NXST’s capital allocation policy prefers share-buybacks over dividends, debt repayment and M&A
My general feeling about stock buybacks is that they are a value-neutral strategy. Buybacks, like leverage, enhance the existing trajectory of a stock prior to their implementation. Short-term, NXST buybacks will make the stock pop more when they eventually announce M&A. It is my belief that once they have exhausted M&A opportunities, they will come to realize that the cash would have been more effectively utilized reducing debt.
Conference Call Takeaways:
Nexstar management team laid out four main pillars to their strategy.
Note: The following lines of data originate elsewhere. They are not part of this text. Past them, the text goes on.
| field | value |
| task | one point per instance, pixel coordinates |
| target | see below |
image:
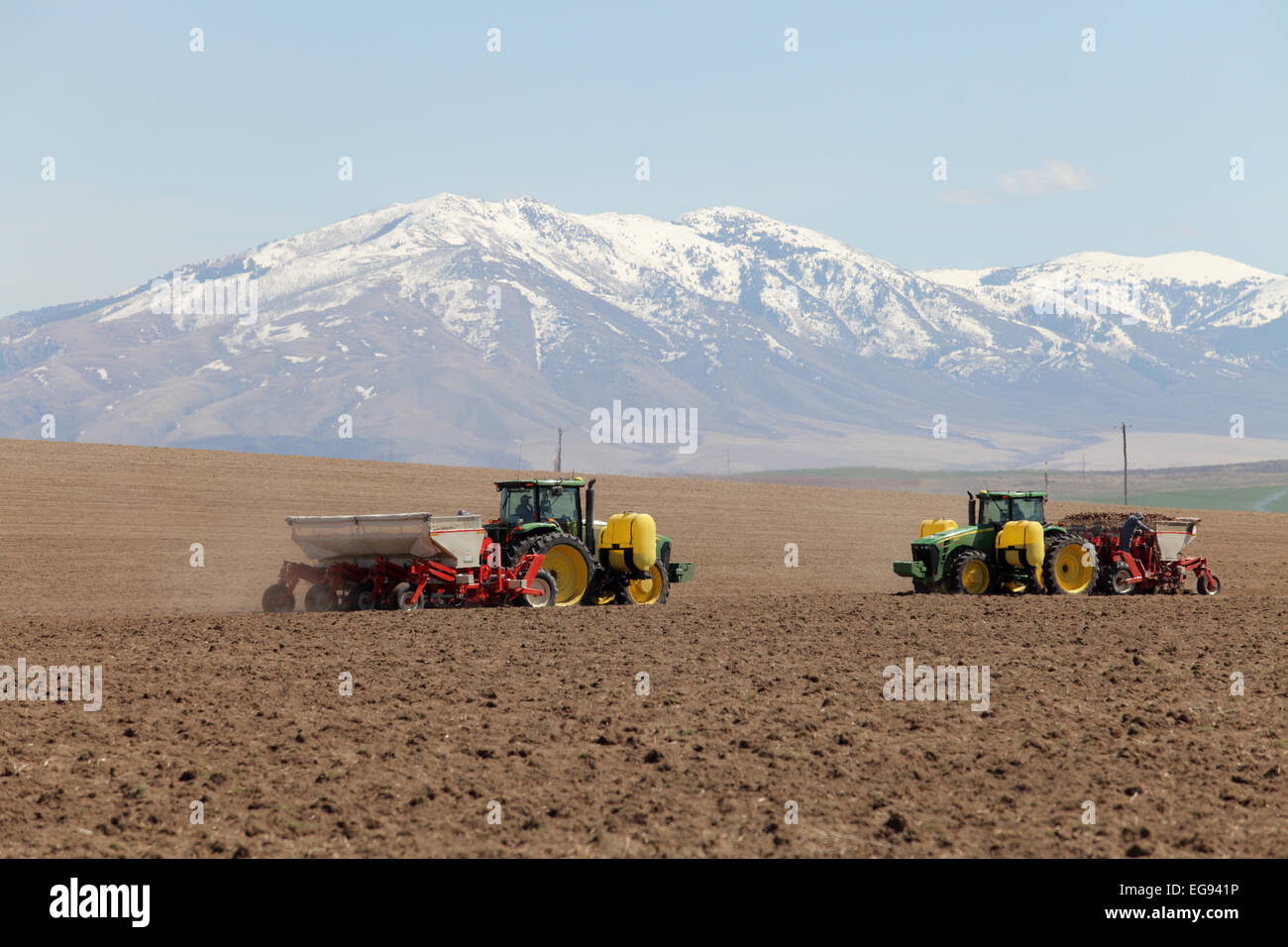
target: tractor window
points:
(995, 510)
(1029, 508)
(516, 504)
(562, 509)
Here is how I feel about each:
Squeezing higher affiliate rates on 60% of their subscriber base in the next cycle of cable company negotiations
Accrued Interest: Smart strategy for next 3 years, but broadcasters’ negotiating leverage is falling each month as YouTube and Netflix take more TV watch time.
Continuing the CW's path to breakeven
Accrued Interest: Cutting programing expenses to achieve profitability at the CW is welcome, but this subscale broadcast network has a tiny audience ceiling and won’t ever be large enough to move the needle on the stock.
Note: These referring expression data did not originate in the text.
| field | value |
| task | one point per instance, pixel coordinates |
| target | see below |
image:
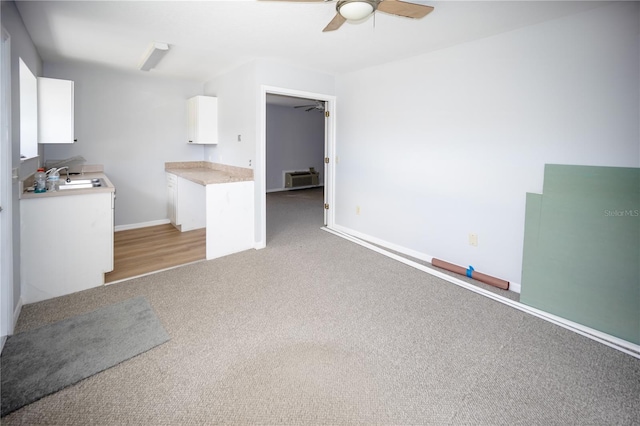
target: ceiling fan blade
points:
(335, 23)
(401, 8)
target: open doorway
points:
(295, 153)
(302, 123)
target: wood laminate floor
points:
(144, 250)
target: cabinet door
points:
(190, 205)
(55, 111)
(203, 120)
(172, 198)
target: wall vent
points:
(297, 179)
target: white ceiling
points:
(211, 37)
Deregulation to allow them to buy more stations nationally, as well as in-market
Accrued Interest: I think the winners of this round of broadcast deregulation will be the broadcast stations that use this opportunity to sell. Loosening ownership rules will make it easier for Nexstar, the biggest broadcaster, to bulk up and for private equity to provide exits. However, audiences will keep declining longer than stations can keep finding “production efficiencies”. On the call, NXST actually compared news crews sharing equipment to local newspapers sharing printing presses.
Personally, I would NOT compare my industry to newspapers if I were trying to inspire investor confidence. This might have been a Freudian slip worth noting for investors…
Conclusion + Next Catalysts to Watch
While Sinclair, Tegna and others are still reporting earnings - I will be covering Nexstar most closely as it is the largest publicly traded broadcasting company. We will talk potential price targets in future updates, but expect NXST and the sector to trade like levered bets on whether the U.S. heads into recession. Smaller broadcaster stocks may be good trades, but only if you want to bet on who becomes an M&A target in the next 12-24 months.
-Accrued Interest
Disclaimer: The information presented in this Substack is not and should not be construed as investment advice. Investors should make their own decisions regarding the prospects of any company discussed here, as I am not a registered investment advisor.
Really good information here. Appreciate the research and diligence you provide on the earnings call, I hadn’t heard that slip mentioning newspapers. We all can see broadcast is declining but to compare yourself to newspapers is scary. Might want to be looking to replace this holding by years end. Cheers!